Snowfall rouses your inner child to dream and play once more. ~ Angie Weiland-Crosby

decorative handmade craft hanging in a tree - outdoor winter exploration ideasSo, bundle up and get outside! Check out the outdoor winter exploration ideas below or visit our website for more inspiration.

10 Child Tested and Approved Winter Activities!

  1. Cloud Charting. Study the sky in your backyard and notice the different clouds. Which bring snow? What colors and shapes do you see in the clouds? Place a mirror on the ground and let children observe them from a different angle. Can you paint the cloud on the mirror? Tracks in the snow! Take time to look outside for tacks in the snow. Can you guess who has been there? Can you find tiny bird tracks? Squirrel tracks? Maybe investigate tire tracks. How wide is the track? Do you think it was from a car? Truck? Delivery truck? Can you find tracks going backward? How do you know?
  2. Study the Birds! What birds do you see around your neighborhood? What colors are they? Can you hear them singing? Do they all sound the same? Where do they live? Hang small bundles of nesting materials from trees and bushes near your house. (yarn, cotton, dried leaves/grass, string) Watch to see if the birds find it helpful! Which materials would you choose first if you were building a nest? Create and hang bird feeders. Ask your child why it might be harder for birds to find food in the winter?
  3. Search for Icicles. Go on an icicle hunt! Are there any around your house? Do you see any up high? How could you measure them? What makes them form? Why are some big and some small? Can you find any down low? Can you draw them? Break them off and examine them in the sink to see what happens to them inside.
  4. Create Your Own Ice Blocks. Fill ice cube trays with water and let the children add the color. Allow cubes to freeze and let the children build structures using these blocks. You may need spritz bottles or paint brushes with water to freeze blocks together. Snow may also work if available. For more full body play, create huge blocks out of Tupperware, mixing bowls and ice cream pails. Enjoy!

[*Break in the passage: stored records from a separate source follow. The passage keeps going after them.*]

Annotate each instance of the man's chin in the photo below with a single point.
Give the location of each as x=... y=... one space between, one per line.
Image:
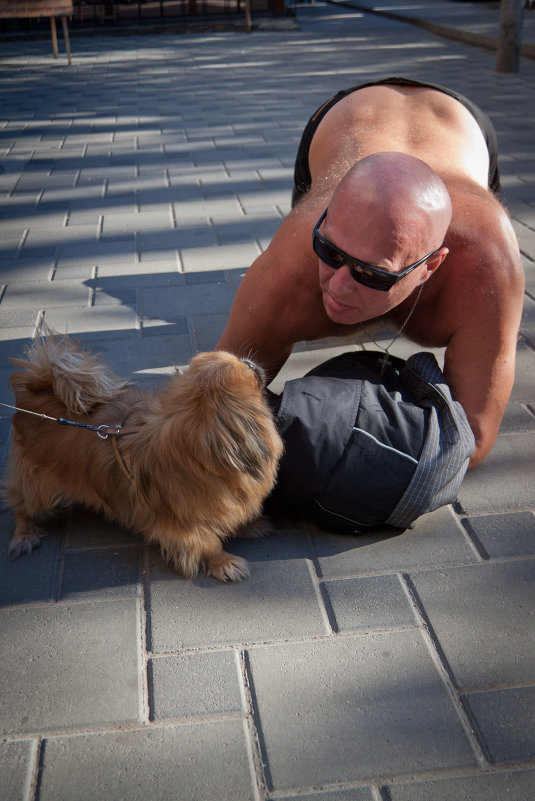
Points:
x=339 y=312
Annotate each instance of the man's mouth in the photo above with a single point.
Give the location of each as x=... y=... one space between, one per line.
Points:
x=334 y=305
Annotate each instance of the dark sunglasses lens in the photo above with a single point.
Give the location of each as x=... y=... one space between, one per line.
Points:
x=327 y=253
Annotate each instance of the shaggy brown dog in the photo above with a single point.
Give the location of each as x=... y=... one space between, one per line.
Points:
x=186 y=467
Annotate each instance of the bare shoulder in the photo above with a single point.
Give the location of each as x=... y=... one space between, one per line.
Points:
x=484 y=274
x=481 y=297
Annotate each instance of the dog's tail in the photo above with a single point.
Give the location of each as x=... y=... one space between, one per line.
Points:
x=59 y=365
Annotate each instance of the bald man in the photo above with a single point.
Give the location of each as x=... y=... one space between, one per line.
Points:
x=396 y=215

  5. Snow Volcanoes! Place a plastic cup in the snow and form a volcano around it. Fill with baking soda, food coloring, and vinegar. Make it erupt, over and over!

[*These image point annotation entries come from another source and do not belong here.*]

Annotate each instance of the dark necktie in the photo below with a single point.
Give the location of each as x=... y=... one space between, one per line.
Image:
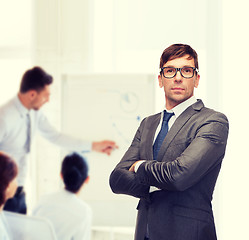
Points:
x=162 y=134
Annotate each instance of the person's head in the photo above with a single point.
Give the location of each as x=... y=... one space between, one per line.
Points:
x=35 y=86
x=74 y=171
x=8 y=174
x=178 y=73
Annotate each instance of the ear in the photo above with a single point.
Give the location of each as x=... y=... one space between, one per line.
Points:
x=160 y=81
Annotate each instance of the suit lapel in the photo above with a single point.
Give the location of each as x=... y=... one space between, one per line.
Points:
x=151 y=130
x=178 y=124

  6. Set-up a Paint Station. Put snow in a sled with brushes and paint. (Use bowls, sticks, or frames to define and highlight your masterpieces!) You might also fill spritz and/or squeeze bottles with colored water and let the children add color to the snow in your space. Take before and after pictures to remember your colorful adventure!

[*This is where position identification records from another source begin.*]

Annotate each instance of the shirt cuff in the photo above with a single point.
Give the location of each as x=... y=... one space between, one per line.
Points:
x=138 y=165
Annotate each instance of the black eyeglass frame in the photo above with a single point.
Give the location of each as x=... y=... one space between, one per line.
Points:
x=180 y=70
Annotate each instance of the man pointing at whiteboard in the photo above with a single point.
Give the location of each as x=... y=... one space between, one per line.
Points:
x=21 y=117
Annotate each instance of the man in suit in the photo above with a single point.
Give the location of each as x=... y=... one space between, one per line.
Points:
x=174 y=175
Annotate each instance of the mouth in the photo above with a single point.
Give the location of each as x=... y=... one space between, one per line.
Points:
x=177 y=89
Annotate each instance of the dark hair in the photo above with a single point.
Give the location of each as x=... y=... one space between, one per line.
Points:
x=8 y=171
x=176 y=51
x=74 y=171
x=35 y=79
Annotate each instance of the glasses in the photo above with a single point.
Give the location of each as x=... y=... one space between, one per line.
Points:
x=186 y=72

  7. Winter Scavenger Hunt. Search for a flying bird, frozen puddle, tree with no leaves, squirrel, tracks in the snow, gray clouds, sun, moon, etc. Have children help take photos of their discoveries and create a book to share with family and friends.
  8. Snow-to-Water Experiment. Fill a container with snow and measure it. Take it inside. After it melts, measure again. How much snow equals water? What happens if you put your bucket back outside?
  9. Winter Nature Journals. Take note of the nature in your own backyard. (Sun, wind, birds, snow, trees, squirrels. . .) Can this nature inspire artistic sketches, charting, scientific observations? Maybe even stories or poems? Do you notice changes in the trees, sun, or shadows throughout the winter season?
  10. Measure Yourselves. Snow can be an excellent tool in showing children a concrete example of their own size. Have children lay down in snow & then measure their imprint. Give them yardsticks, rulers, yarn and blocks to size themselves up. Enjoy watching them explore themselves from a different perspective. (Tip! These imprints can make a darn cute family portrait too!)

We wish you wonder as you explore this magical season with your favorite adventurer!